The 2015 Taipei International Book Exhibition (TIBE) will feature New Zealand as the Guest of Honour chosen by our sponsor, the Ministry of Culture, Taiwan and organiser, Taipei Book Fair Foundation (TBFF). The New Zealand National Pavilion will incorporate a wealth of Māori elements in its architectural design and will showcase the glorious art and literature of their culture.
Through a series of author meet-ups and performances planned for the event, to be held 11-16 February at the Taipei World Trade Center, New Zealand’s unique culture and history will be introduced to local readers, the organiser said 22 December at a media conference in Taipei City.
“By designating New Zealand the TIBE Guest of Honour, Taiwan has established a bridge to the southern hemisphere,” said Alice WANG, director of the Ministry of Culture’s Department of Humanities and Publications, which oversees the operation of the book fair.
Ties between the two countries have strengthened substantively with the signing of the ANZTEC economic collaboration agreement in 2013, Wang said, adding that the ministry has teamed up with New Zealand to launch a co-authoring project. Both sides have three graphic novelists taking part in the initiative; they will take up residence in each other’s country and display the initial results during the event.
Si’alei van Toor, director of the New Zealand Commerce and Industry Office in Taipei, said that she hopes the book fair next year will strengthen bilateral cultural ties and show the people of Taiwan the rich culture of her home country.
“New Zealand and Taiwan have a lot in common.
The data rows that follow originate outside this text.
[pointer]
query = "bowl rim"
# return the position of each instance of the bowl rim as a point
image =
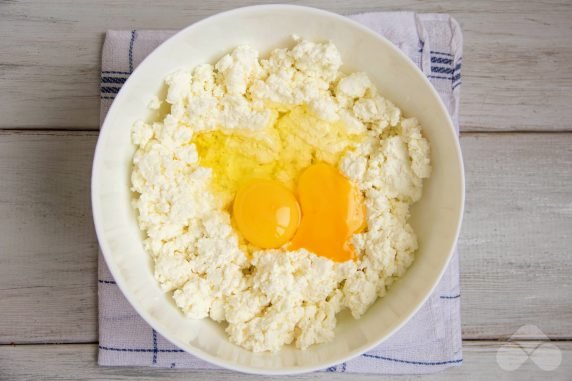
(105, 250)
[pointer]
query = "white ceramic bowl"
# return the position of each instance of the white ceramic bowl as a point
(436, 218)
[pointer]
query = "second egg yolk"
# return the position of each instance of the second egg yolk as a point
(332, 211)
(266, 213)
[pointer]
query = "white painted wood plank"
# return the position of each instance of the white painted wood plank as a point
(516, 73)
(48, 261)
(516, 237)
(515, 243)
(78, 362)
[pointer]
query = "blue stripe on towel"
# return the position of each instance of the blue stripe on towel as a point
(414, 362)
(441, 53)
(111, 90)
(155, 348)
(139, 350)
(131, 43)
(113, 80)
(442, 60)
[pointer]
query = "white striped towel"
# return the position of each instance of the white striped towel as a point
(430, 342)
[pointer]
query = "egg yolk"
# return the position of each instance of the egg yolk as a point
(266, 213)
(332, 211)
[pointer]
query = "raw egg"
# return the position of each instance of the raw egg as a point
(332, 211)
(266, 213)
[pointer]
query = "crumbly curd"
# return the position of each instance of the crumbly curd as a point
(233, 189)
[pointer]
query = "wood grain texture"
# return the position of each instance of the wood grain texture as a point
(48, 261)
(516, 68)
(515, 243)
(78, 362)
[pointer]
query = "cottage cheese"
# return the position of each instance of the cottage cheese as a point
(270, 298)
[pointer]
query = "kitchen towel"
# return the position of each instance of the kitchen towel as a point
(429, 342)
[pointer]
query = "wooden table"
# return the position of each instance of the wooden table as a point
(516, 138)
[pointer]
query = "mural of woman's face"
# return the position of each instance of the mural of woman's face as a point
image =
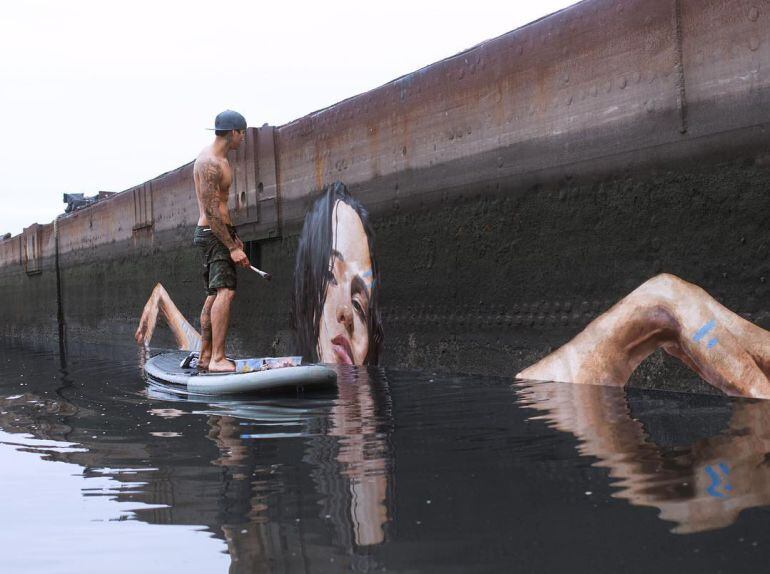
(343, 335)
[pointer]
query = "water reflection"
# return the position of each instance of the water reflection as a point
(287, 481)
(697, 482)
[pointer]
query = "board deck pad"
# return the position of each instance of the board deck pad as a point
(252, 374)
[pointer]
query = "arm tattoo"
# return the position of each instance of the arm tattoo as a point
(212, 177)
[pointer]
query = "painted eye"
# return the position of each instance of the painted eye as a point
(359, 310)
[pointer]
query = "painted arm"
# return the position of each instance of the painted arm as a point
(187, 338)
(666, 312)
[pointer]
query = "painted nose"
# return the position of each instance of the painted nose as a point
(345, 316)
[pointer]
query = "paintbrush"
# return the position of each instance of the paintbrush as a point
(264, 274)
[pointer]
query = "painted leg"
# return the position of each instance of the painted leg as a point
(205, 356)
(187, 338)
(220, 319)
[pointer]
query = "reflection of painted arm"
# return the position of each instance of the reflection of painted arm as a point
(699, 488)
(187, 338)
(724, 349)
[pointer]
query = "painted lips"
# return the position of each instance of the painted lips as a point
(342, 350)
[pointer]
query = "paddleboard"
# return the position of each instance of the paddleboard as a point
(255, 374)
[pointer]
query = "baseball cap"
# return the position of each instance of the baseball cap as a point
(229, 120)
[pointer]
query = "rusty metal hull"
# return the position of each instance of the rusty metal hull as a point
(517, 189)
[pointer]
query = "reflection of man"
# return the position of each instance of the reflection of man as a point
(215, 236)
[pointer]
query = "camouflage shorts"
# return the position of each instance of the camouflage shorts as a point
(218, 267)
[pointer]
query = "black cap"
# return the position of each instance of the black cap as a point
(229, 120)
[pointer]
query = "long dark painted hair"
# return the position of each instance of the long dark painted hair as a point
(311, 274)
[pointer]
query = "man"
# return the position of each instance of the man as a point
(220, 247)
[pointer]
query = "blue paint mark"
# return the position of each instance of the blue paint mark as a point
(703, 331)
(716, 480)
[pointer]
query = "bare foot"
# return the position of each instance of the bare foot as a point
(203, 362)
(223, 366)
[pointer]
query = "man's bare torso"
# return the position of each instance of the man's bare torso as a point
(213, 177)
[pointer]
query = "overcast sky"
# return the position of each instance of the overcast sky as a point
(100, 95)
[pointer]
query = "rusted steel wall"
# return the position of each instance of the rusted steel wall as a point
(602, 78)
(567, 161)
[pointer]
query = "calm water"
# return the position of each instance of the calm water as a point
(391, 472)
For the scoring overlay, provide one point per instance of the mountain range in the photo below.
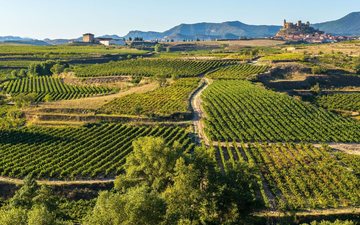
(348, 25)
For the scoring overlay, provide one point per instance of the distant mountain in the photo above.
(56, 41)
(20, 40)
(348, 25)
(226, 30)
(113, 36)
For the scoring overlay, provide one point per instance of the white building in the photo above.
(110, 41)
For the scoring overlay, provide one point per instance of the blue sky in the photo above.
(70, 18)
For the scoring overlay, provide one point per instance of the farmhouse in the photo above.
(298, 29)
(88, 38)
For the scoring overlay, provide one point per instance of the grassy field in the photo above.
(242, 111)
(92, 152)
(65, 50)
(164, 101)
(52, 88)
(241, 72)
(147, 67)
(299, 176)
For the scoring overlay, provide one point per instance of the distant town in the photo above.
(291, 32)
(303, 32)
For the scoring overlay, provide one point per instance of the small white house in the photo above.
(110, 41)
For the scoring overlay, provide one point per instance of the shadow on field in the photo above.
(25, 137)
(325, 81)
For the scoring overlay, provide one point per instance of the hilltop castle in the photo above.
(291, 29)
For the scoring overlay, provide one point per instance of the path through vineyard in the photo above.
(199, 128)
(195, 102)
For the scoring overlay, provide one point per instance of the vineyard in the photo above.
(299, 176)
(53, 87)
(146, 67)
(163, 101)
(242, 111)
(350, 102)
(240, 71)
(97, 151)
(284, 57)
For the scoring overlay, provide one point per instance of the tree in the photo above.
(151, 163)
(158, 48)
(23, 198)
(357, 68)
(39, 215)
(317, 70)
(161, 79)
(23, 100)
(48, 98)
(138, 206)
(13, 216)
(22, 73)
(14, 73)
(163, 185)
(316, 89)
(57, 68)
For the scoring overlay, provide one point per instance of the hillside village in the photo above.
(303, 32)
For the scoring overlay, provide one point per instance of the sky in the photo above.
(71, 18)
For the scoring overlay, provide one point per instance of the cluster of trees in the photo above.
(241, 111)
(165, 101)
(31, 205)
(48, 67)
(10, 117)
(164, 185)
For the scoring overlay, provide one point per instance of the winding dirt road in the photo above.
(196, 103)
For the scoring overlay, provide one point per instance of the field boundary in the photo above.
(56, 182)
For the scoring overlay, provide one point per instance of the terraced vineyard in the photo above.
(299, 176)
(242, 111)
(350, 102)
(146, 67)
(163, 101)
(54, 87)
(240, 71)
(98, 151)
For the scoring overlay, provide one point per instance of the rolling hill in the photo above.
(348, 25)
(226, 30)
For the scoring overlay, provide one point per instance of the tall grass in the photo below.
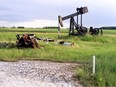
(103, 47)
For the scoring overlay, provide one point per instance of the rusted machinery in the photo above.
(80, 30)
(26, 41)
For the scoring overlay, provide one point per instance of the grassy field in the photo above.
(103, 47)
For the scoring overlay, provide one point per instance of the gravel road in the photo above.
(37, 74)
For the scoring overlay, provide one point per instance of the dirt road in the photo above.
(37, 74)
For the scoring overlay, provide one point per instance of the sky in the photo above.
(41, 13)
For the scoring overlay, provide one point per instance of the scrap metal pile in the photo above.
(26, 41)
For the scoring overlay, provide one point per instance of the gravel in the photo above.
(37, 74)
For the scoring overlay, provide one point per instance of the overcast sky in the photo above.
(39, 13)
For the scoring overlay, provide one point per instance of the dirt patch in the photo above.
(37, 74)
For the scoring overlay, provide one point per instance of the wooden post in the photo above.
(93, 64)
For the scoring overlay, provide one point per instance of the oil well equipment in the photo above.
(74, 25)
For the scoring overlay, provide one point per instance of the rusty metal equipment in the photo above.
(74, 25)
(26, 41)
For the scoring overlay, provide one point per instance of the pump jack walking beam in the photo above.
(73, 24)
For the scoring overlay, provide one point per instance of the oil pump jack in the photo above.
(74, 25)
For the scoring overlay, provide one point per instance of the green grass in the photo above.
(103, 47)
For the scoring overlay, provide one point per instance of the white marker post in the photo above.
(93, 64)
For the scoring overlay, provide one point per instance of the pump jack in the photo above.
(74, 25)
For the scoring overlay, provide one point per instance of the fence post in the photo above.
(93, 64)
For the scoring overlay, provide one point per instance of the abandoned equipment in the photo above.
(75, 25)
(26, 41)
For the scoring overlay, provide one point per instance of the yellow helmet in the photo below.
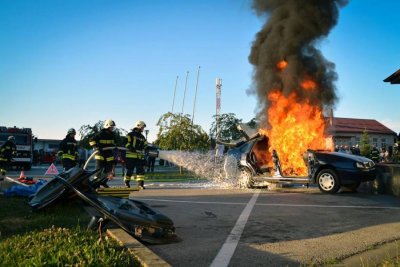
(140, 124)
(108, 123)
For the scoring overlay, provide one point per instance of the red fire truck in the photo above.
(24, 143)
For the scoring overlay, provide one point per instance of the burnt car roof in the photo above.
(341, 155)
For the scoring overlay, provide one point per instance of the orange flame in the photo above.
(308, 85)
(295, 127)
(281, 65)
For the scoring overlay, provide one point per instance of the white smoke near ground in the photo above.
(220, 171)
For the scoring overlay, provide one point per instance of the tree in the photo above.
(176, 132)
(365, 147)
(87, 132)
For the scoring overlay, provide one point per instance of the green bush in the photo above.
(63, 247)
(55, 236)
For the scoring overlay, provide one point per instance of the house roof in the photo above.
(394, 78)
(348, 125)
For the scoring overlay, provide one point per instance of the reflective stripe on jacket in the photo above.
(68, 148)
(136, 144)
(7, 151)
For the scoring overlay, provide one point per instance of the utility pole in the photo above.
(173, 100)
(195, 94)
(218, 83)
(184, 93)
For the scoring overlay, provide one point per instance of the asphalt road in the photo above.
(289, 227)
(299, 226)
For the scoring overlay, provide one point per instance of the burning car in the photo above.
(329, 170)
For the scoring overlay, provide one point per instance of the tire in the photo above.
(245, 179)
(328, 181)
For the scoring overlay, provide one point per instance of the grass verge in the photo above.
(56, 236)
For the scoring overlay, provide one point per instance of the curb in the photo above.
(145, 256)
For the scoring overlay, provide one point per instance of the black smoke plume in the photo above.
(292, 31)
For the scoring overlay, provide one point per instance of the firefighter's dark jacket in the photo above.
(68, 148)
(7, 151)
(103, 139)
(136, 144)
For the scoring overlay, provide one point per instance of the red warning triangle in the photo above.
(52, 169)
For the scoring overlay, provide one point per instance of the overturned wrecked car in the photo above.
(329, 170)
(135, 217)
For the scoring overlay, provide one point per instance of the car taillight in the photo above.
(360, 165)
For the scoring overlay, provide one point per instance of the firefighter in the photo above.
(105, 158)
(135, 155)
(375, 154)
(7, 151)
(68, 150)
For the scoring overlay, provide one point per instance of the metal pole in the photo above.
(184, 93)
(173, 100)
(195, 94)
(218, 83)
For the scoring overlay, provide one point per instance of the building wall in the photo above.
(351, 139)
(47, 145)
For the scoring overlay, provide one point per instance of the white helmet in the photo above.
(108, 124)
(140, 124)
(71, 131)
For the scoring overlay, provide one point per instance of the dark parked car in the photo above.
(329, 170)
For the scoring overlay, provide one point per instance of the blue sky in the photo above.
(66, 63)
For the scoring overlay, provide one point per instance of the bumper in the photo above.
(355, 176)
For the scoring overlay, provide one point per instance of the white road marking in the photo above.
(228, 248)
(273, 205)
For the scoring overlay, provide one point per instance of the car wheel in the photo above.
(328, 181)
(245, 178)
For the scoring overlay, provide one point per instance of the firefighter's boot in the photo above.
(141, 185)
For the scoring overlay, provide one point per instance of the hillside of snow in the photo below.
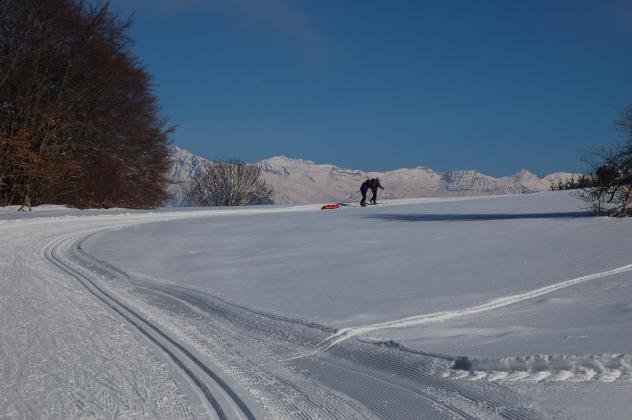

We’re both island economies with strong links to our indigenous peoples,” she said.
TBFF Chair Doris WANG expressed her gratitude for the presence of Kevin Chapman, director of the New Zealand Guest of Honour project, at the 22 December media event. She said she expects the annual book festival to garner satisfying results by stimulating Taiwan’s international participation, as well as overall cultural, economic, educational and political development.
“Themed ‘Open Hearts, Open Minds, Open Books’, the Guest of Honour project underscores the open-minded creativity of New Zealand,” Chapman said, “just like an open book that invites the reader to sample the joy of reading therein.”
World Architecture News Award winner Andrew Patterson, who drew his inspiration from “Tokotoko,” a Māori traditional walking stick, designed the New Zealand theme pavilion.
In Māori tradition, the stick is a symbol of authority and status for the speaker in oral literature. Modelled on three joined Tokotoko sticks, the pavilion represents a space of dialogues on equal footing between the speaker and the reader, between Māori and non-Māori cultures, and between New Zealand and Taiwan.
Moreover, it is a tribute to literature, as the pavilion is constructed mainly out of paper, one of the most essential and important building blocks in literature and publication.
After completion, the pavilion will resemble an archipelago of three 1.8-meter-tall paper islands, surrounding the main exhibition area. The surface of these paper islands will be adorned with laser-cut Māori totems with a modern twist. The enclosed space will house the main Guest of Honour activities, including author meet-ups and Māori dance performances.
A total of 17 New Zealand publishers will participate in the theme pavilion, exhibiting publications on a diverse range of subjects, including architecture, art, culture, fiction, history, science and children’s books. These include several professional educational publishers, who will showcase books dedicated to children’s education, English learning, schooling and upbringing.
In addition, it will feature 22 authors from the country, including 2 illustrators: Gavin Bishop and Sarah Wilkins. Their works will be featured in The New Zealand Children’s Illustration Exhibition at the Children’s Book Pavilion in Hall 3, along with four other NZ illustrators, including Robyn Belton, Donovan Bixley, Andrew Burdan, and Rowan Sommerset.
The 23rd TIBE will present a Kiwi-themed feast, rich not only in literary offerings but also cultural exchange. Members of the New Zealand Māori Arts and Crafts Institute, Ngā Kete Tuku Iho, will perform Māori dances twice almost daily during the book fair. For two sessions—one in the morning and one in the afternoon—from 12 Feb to 16 Feb, they will introduce Māori culture through fascinating dance narratives, which incorporate greetings, challenges and battles, as well as the oral storytelling tradition.
Sculpture is an essential part of Māori culture, too. The Guest of Honour pavilion will also feature a master who will carve a wood sculpture on site during the fair.
As Taiwan’s indigenous tribes and Māori share several significant characteristics, the theme pavilion will also join hands with Taiwan’s Council of Indigenous Peoples to shed light on the ocean-spanning, boundary-crossing links.
The New Zealand Guest of Honour Programme is sponsored by Creative New Zealand, Education New Zealand, Publishers Association of New Zealand, New Zealand Ministry of Foreign Affairs and Trade, New Zealand Ministry for Culture and Heritage, Copyright Licensing New Zealand, Book Systems International and Te Puni Kōkiri. The programme is with the support of New Zealand Commerce and Industry Office Taipei and has partnership with Council of Indigenous Peoples, Taiwan and New Zealand Book Council.